Only lacking further explanation of the usage of the word.


----------



## 涼宮

Okay I will try to do easier the explanation of that sentence, it is not a proverb I just created the sentence,

We are going to suppose the sentence in the following way more literal than other thing.

'' you have to get up early'' that rule will be only given to the person who has been late for 3 weaks, noone else _just_ for those people.

It is clearer now?

Of course I would use に限り in that sentence but I was asking if I could use ならではの for that, which one of its meaning is uniquely applying to , it means something like '' it just works to/ it is only applicable to''


----------



## Wishfull

涼宮 said:


> Okay I will try to do easier the explanation of that sentence, it is not a proverb I just created the sentence,
> 
> We are going to suppose the sentence in the following way more literal than other thing.
> 
> '' you have to get up early'' that rule will be only given to the person who has been late for 3 weaks, noone else _just_ for those people.
> 
> It is clearer now?
> *OK. I got it.*
> 
> 
> Of course I would use に限り in that sentence
> *→Yes, you can.*
> 
> but I was asking if I could use ならではの for that,
> 
> *→　No, you can't. It is only for something affirmative. You don't use it for something negative as in this case.*
> 
> 
> 
> which one of its meaning is uniquely applying to , it means something like '' it just works to/ it is only applicable to''


----------



## almostfreebird

'' must get up early'' uniquely applying to the person who has been late for 3 weeks.''

You mean She's overslept and late for work these 3 weeks consecutively.

She must get up early.
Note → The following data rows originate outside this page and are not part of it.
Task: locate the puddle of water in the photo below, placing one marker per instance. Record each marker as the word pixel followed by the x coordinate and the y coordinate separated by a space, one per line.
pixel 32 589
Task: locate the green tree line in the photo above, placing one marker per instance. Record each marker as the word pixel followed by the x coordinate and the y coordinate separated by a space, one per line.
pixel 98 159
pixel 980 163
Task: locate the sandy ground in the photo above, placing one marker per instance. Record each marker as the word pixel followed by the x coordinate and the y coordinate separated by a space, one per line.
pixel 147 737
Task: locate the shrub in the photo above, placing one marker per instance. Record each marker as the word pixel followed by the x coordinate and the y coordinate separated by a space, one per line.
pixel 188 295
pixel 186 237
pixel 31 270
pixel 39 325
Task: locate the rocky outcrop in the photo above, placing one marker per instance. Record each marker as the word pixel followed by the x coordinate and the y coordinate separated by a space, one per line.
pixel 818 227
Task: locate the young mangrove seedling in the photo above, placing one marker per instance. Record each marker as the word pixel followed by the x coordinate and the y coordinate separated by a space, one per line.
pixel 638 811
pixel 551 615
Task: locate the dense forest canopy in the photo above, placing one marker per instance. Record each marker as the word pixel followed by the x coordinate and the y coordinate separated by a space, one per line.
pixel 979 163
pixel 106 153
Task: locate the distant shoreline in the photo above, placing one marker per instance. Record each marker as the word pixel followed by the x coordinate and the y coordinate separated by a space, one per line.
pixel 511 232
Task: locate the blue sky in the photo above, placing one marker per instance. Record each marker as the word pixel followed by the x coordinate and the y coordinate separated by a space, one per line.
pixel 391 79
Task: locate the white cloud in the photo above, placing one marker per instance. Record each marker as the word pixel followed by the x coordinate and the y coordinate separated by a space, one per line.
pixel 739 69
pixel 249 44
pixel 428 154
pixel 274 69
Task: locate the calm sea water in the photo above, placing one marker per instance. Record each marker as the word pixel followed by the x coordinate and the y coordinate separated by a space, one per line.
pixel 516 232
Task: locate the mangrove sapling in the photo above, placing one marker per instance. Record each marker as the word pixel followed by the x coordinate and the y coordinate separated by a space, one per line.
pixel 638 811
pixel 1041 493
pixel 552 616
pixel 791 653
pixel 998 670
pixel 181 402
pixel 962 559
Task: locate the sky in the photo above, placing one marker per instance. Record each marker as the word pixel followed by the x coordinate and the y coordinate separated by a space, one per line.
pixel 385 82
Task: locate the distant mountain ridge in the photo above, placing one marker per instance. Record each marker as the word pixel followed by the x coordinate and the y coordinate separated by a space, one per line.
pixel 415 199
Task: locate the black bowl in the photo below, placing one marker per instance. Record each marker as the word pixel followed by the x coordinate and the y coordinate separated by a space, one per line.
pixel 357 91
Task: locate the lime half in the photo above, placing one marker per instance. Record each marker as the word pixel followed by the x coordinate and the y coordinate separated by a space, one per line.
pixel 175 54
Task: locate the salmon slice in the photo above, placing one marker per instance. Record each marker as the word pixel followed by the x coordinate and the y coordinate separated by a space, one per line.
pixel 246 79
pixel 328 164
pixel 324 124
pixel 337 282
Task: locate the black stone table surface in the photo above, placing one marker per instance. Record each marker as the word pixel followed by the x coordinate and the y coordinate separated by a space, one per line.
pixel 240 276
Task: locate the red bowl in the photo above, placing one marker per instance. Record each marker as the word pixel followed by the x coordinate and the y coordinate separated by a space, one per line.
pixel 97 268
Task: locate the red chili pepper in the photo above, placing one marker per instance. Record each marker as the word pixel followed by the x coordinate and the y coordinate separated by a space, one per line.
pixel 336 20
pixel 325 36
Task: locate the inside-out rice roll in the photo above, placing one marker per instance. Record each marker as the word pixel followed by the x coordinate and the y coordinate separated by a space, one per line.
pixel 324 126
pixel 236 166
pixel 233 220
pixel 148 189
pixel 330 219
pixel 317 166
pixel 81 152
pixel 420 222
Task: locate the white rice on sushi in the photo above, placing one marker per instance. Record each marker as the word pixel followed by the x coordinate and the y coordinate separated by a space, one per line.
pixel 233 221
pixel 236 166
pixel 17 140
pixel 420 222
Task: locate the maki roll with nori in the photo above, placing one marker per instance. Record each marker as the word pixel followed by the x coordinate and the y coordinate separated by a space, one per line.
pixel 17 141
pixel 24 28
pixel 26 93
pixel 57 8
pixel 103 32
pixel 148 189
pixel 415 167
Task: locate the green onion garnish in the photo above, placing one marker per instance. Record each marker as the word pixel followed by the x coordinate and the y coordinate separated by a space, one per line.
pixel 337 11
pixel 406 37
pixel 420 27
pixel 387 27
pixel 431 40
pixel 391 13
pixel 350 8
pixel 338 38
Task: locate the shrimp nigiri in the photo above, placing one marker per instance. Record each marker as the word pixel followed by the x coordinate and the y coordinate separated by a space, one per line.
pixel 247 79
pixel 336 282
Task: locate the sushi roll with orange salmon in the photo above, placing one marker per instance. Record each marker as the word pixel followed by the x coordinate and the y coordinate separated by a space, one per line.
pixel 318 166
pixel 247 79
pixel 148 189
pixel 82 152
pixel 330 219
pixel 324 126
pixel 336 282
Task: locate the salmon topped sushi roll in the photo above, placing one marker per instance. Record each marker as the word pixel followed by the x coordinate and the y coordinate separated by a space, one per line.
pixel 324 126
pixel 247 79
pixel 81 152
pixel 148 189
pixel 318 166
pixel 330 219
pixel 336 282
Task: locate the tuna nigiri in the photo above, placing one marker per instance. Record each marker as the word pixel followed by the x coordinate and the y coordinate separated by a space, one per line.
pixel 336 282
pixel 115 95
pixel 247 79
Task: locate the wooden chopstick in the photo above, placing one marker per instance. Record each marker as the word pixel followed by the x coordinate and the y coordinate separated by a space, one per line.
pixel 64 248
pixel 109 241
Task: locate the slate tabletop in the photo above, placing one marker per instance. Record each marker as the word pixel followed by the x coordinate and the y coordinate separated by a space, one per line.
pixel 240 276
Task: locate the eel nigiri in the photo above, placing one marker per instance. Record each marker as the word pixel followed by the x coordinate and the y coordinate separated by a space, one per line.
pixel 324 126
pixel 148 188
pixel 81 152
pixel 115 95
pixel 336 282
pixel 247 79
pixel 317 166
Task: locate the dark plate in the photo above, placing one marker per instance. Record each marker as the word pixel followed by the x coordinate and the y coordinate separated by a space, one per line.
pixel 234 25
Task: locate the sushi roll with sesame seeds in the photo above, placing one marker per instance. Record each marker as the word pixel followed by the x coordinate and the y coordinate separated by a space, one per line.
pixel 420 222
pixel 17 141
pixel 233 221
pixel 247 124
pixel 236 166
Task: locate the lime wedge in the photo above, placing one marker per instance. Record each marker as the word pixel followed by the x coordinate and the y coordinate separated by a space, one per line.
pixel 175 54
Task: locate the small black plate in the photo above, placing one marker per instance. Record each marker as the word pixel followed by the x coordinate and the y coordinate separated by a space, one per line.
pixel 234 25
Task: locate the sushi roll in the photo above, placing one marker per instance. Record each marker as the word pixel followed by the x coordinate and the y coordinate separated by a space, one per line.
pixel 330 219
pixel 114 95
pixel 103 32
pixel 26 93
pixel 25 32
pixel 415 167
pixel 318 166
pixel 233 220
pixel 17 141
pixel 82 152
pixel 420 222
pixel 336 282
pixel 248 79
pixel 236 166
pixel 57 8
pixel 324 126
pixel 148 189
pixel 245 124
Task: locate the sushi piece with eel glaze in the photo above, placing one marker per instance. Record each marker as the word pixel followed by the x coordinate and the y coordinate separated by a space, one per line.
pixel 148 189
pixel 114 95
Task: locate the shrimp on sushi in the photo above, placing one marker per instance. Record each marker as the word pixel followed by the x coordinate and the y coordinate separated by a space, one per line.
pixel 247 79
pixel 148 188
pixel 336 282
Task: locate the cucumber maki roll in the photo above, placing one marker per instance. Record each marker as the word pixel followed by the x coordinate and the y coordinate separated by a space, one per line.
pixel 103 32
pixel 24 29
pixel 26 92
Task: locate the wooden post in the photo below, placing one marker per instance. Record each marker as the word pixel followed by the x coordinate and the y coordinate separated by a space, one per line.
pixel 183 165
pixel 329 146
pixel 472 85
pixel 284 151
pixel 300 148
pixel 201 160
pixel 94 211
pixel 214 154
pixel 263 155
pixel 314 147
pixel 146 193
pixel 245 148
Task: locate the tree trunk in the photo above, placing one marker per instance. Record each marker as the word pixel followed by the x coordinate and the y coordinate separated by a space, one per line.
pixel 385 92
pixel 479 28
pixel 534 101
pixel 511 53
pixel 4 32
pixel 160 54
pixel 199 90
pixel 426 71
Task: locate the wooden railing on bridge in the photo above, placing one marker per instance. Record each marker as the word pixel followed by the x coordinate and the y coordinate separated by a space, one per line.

She is so uniquely slob.


If you want to use the word "ならでは,or ならではの" anyway to describe her 

uniqueness, It's going to be like:

この　いいかげんさ(sloppiness)、ずぼらさ(laziness)　は　彼女ならではの　ふるまい　だ。

彼女ならではの　ふるまい=彼女でなくては　できない　ふるまい＝彼女しか　できない　ふるまい＝彼女だけが

できる　ふるまい＝ほかの人には　まねが　できない　ふるまい=a behavior no one but her could 

perform=a behavior which only she could perform


This sloppiness uniquely applies to her.


----------



## 涼宮

二人ともどうもありがとうございました。 I think I got the point of ならではの.

If it means something like a characteristic which is only applicable to a person or a characteristic which is common to see on that person would be right if I said this?

いつもいつも私を待たせるなんてあいつならではの普通だろう。

よろしくおねがいします


----------



## almostfreebird

涼宮 said:


> いつもいつも私を待たせるなんてあいつならではの普通だろう。




I don't know why, but this sentence makes me laugh.

It's unusual and not correct maybe, though I understand what it means.


----------



## 涼宮

I tried to express in that sentence something like:

いつも私を待たせるなんてあいつの普通の習癖だろう。
making me wait is a common bad habit on him.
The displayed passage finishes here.